Saturday, January 14, 2012

White Paper: Sizing WAN Access Links

A PDF version of this paper is available here.

Table of Contents

1. INTRODUCTION
2. USING THE POISSON DISTRIBUTION FOR TRAFFIC MODELLING
3. DIMENSIONING VIRTUAL CIRCUITS
    3.1 MULTIMEDIA STREAMING DATA
    3.2 NON-REAL-TIME DATA
4. TRAFFIC DIMENSIONING
5. NOTES

1. INTRODUCTION

Imagine an office, part of a multi-site company. It has 12 staff who undertake normal office activities: access their email (with attachments); download Word, PowerPoint and Excel files from the remote data centre; make multimedia calls from their desktop conferencing software. All this traffic needs to enter/exit their site on the Wide-Area Network (WAN) access link, so what capacity link do they require? This White Paper describes a process to work it out.

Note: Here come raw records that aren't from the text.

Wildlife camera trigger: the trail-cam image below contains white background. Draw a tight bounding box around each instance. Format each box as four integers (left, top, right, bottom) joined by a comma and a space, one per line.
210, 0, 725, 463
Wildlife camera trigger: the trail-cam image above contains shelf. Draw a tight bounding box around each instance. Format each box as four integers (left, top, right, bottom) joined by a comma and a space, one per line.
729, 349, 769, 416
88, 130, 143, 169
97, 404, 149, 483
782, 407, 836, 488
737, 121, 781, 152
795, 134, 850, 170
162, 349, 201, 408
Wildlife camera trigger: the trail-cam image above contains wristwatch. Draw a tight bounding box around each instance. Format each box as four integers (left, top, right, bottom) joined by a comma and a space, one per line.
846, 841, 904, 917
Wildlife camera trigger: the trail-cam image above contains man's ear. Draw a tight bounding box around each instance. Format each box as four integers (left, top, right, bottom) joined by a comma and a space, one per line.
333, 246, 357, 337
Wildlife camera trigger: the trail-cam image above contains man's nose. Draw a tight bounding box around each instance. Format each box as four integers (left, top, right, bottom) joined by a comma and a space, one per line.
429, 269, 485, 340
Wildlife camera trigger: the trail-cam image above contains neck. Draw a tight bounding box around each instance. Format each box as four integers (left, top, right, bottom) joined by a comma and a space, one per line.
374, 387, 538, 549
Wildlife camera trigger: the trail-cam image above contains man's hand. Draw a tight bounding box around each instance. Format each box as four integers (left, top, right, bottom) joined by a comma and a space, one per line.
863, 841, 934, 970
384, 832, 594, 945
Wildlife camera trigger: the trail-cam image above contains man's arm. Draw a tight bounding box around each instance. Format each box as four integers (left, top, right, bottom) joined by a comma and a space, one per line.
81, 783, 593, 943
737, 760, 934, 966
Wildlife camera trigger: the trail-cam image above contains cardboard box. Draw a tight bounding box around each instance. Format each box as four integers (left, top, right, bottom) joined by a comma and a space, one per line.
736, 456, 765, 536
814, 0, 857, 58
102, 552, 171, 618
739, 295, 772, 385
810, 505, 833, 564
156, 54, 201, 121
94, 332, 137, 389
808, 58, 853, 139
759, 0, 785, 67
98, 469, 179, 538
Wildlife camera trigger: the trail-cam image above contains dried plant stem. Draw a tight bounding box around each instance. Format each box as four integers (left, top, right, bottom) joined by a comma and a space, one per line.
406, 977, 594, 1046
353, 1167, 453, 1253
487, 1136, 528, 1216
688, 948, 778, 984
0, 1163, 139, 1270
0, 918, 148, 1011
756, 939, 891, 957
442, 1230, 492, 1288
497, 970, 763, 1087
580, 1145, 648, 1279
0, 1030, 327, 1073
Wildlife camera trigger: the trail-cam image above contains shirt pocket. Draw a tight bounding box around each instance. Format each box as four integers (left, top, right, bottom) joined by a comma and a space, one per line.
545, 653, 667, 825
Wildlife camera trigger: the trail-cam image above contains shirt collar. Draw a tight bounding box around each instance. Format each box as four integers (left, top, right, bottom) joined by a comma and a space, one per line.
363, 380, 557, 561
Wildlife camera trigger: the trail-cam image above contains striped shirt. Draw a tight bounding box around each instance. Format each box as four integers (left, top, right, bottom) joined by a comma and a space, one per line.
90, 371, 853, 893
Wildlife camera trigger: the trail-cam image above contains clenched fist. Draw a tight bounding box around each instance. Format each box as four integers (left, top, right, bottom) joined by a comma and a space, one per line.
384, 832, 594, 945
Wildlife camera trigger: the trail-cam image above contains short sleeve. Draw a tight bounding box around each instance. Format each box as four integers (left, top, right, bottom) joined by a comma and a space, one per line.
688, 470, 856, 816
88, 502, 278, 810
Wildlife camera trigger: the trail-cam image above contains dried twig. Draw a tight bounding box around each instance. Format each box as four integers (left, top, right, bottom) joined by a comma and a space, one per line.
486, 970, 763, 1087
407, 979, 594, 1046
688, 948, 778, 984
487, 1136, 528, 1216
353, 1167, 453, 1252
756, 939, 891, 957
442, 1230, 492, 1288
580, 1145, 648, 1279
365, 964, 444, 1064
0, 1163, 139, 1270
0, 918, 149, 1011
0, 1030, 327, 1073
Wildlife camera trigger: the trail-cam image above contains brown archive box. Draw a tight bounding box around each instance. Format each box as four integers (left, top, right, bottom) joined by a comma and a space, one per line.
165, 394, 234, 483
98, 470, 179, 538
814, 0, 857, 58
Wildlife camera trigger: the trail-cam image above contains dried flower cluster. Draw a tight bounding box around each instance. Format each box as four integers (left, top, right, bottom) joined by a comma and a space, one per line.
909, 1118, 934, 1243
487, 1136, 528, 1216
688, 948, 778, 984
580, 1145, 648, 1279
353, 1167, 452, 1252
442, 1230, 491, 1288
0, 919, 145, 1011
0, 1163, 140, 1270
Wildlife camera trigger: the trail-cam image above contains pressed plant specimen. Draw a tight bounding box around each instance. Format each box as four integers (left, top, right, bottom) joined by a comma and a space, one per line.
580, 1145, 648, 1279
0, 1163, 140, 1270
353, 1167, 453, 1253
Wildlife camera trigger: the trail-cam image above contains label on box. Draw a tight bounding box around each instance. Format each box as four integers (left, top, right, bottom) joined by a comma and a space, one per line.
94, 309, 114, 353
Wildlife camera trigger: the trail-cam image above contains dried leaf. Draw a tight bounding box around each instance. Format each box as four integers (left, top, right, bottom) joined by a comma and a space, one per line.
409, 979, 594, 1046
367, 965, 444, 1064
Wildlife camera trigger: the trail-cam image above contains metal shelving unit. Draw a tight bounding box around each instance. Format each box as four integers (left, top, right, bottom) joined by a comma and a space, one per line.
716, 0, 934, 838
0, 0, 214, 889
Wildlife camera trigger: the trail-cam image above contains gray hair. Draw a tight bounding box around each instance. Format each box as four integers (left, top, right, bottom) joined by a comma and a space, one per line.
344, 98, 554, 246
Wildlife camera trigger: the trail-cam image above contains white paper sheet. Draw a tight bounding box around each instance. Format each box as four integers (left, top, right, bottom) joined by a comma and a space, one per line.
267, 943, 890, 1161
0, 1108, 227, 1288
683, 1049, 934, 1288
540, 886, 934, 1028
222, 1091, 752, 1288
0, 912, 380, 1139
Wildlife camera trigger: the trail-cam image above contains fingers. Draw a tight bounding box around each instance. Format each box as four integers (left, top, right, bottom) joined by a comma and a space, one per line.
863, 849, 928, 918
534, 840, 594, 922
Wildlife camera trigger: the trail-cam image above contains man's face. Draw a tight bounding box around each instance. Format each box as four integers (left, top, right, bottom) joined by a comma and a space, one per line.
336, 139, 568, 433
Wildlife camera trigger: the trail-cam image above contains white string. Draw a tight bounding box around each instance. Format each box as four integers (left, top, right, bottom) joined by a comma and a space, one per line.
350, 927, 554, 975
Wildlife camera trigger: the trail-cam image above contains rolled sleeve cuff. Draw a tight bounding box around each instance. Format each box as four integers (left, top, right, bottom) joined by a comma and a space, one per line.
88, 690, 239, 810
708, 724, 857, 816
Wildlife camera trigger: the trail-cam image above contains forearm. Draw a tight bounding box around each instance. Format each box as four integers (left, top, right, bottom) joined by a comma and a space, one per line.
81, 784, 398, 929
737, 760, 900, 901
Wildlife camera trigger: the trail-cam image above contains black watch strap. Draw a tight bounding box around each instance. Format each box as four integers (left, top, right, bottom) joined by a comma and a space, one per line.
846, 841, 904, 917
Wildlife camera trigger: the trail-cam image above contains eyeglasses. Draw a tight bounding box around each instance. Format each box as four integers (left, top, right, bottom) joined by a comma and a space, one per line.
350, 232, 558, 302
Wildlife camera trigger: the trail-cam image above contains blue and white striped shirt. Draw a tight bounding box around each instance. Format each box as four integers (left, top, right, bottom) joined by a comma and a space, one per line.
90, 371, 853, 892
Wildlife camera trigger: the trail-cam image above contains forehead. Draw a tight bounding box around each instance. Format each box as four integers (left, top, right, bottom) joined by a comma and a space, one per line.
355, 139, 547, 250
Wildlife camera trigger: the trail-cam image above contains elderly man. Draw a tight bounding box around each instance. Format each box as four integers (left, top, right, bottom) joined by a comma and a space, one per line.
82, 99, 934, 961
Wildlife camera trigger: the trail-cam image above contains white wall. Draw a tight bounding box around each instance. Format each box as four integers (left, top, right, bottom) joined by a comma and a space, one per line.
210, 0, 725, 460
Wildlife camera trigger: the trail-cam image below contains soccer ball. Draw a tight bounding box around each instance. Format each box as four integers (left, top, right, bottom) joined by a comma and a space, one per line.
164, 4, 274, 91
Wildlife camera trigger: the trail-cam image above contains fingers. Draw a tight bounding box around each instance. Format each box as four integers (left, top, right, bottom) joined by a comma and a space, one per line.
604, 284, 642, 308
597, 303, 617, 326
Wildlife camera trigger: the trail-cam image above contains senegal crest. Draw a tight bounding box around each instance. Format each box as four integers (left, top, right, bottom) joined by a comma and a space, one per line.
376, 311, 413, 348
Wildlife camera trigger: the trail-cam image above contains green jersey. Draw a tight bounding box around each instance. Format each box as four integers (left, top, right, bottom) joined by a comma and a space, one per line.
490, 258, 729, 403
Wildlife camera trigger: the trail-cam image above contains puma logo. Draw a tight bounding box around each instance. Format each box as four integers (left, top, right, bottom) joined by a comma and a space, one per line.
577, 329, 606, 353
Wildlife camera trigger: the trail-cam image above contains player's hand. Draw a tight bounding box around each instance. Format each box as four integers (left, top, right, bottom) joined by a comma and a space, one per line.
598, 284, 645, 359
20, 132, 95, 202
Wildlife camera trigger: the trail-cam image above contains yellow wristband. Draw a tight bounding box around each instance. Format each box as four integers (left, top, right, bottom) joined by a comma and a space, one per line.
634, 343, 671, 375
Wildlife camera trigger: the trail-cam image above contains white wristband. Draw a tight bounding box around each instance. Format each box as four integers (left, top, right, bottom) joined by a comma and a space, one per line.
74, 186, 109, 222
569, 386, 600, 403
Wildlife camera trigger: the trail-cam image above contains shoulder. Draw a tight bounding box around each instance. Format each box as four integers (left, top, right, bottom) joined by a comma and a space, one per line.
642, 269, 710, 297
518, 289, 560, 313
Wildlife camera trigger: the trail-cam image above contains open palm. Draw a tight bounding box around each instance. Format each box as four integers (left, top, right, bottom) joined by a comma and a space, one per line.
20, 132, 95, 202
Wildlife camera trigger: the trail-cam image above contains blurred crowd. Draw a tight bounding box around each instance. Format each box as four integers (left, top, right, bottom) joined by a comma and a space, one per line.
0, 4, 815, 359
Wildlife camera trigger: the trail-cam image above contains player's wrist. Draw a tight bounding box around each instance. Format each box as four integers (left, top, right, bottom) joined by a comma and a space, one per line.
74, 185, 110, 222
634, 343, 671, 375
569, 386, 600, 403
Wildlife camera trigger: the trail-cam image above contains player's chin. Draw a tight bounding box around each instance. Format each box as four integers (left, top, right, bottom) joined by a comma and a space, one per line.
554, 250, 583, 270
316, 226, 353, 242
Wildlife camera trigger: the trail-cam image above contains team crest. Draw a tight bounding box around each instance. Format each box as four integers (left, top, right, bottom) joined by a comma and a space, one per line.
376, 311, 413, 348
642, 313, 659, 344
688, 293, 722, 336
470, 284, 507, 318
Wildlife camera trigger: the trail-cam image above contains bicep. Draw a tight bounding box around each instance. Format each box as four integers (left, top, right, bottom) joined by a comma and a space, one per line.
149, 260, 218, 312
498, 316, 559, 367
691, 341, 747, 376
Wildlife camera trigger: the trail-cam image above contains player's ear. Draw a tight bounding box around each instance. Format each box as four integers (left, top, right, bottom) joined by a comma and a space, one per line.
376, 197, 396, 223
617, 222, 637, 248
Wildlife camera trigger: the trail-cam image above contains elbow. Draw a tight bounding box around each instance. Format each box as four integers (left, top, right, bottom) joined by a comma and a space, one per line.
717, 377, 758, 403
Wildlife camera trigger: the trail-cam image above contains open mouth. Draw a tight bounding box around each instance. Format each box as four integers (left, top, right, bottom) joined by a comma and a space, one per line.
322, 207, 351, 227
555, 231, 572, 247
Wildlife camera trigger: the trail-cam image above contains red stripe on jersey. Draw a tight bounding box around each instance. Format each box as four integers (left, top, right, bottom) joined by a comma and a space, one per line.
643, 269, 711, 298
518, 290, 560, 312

In the old days, networking was circuit-switched telephone calls. Suppose there were 12 desk phones for the 12 staff. If they all phoned at once, the access circuit would need to carry 12 voice channels (at 64 kbps each this would be a 768 kbps link). But what a needless expense: the chances of 12 simultaneous phone calls being made are vanishingly small in normal business.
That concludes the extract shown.